The defeat of revolutionary struggles by the workers in Germany in 1918-19 and 1923 was a precursor to the rise of Nazism. This, combined with economic devastation and national humiliation resulting from the defeat of German imperialism in World War I, enabled the Nazis to become a mass movement by the early 1930s. The fascists’ adoption of the name “National Socialist German Workers’ Party” was an example of what Trotsky described as fascist leaders “employing a great deal of socialist demagogy” as “necessary for the creation of the mass movement” (“What Is Fascism?” [November 1931]). The Nazis, in fact, waged a terrorist campaign against all socialist organizations. The many millions of German workers organized in the Social Democratic and Communist parties and the trade unions wanted to fight Hitler’s seizure of power in 1933. But they were shamefully betrayed by their leaderships, not least by the Communist Party’s failure to fight for working-class rule. This set the stage for the genocidal murder of eleven million people, including six million Jews, in the Holocaust.

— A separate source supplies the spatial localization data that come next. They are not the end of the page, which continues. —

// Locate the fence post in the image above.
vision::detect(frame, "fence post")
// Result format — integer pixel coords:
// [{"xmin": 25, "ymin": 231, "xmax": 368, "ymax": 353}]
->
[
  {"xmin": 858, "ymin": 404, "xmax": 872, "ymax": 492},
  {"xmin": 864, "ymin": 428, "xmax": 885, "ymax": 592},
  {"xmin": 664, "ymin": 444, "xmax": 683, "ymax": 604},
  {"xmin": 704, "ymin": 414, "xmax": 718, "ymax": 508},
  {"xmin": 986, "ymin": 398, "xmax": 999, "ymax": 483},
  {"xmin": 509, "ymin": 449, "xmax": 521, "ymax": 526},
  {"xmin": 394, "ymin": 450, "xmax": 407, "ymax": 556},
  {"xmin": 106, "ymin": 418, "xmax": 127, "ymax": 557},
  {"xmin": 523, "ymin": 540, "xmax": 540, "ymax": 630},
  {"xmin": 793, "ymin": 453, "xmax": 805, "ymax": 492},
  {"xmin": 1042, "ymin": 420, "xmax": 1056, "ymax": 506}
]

In contrast to Germany in the 1930s, the U.S. is not a defeated imperialist country, but is rather the world’s biggest imperialist power. Nor does the U.S. ruling class currently face a challenge from the working class at home. Trump is not a fascist; he came to power within the framework of the bourgeois electoral system, not through the mobilization of a fascist mass movement. When leftist groups like the Revolutionary Communist Party call his regime “fascist,” it is to prettify U.S. bourgeois democracy and to justify “unifying” with so-called progressive forces in the capitalist Democratic Party. To characterize all manner of reactionary, right-wing forces as “fascist” serves to disorient and politically disarm the struggle against the genuine Nazis and other race-terrorists who have been emboldened by Trump’s win.
The fascists must be crushed in the egg by mobilizing the power of the multiracial working class to smash them in an elementary defense of itself and all the oppressed. We are proud of our record of initiating and carrying out successful united-front, multiracial mobilizations, based on the power of the trade unions, which stopped the Klan and Nazis in cities like Boston, Washington, D.C., Philadelphia and elsewhere. Emphasizing that the ultimate targets of the fascists are black people and the multiracial workers movement, these were exemplary actions that underscored the role of a revolutionary vanguard in linking the cause of labor with that of all the oppressed.
As for Bernie Sanders, he is not now nor has he ever been a socialist. He is a capitalist politician who has been a member of the Senate Democratic Caucus for over 25 years (see “Bernie Sanders: Imperialist Running Dog,” WV No. 1083, 12 February 2016). For her part, Socialist Alternative’s Kshama Sawant, one of Sanders’s biggest boosters, is a pseudo-socialist, who won a seat on Seattle’s City Council based on a program of liberal reforms that in no way threaten capitalism (see “Reformists Salivate Over Sawant’s Seattle Election,” WV No. 1042, 21 March 2014).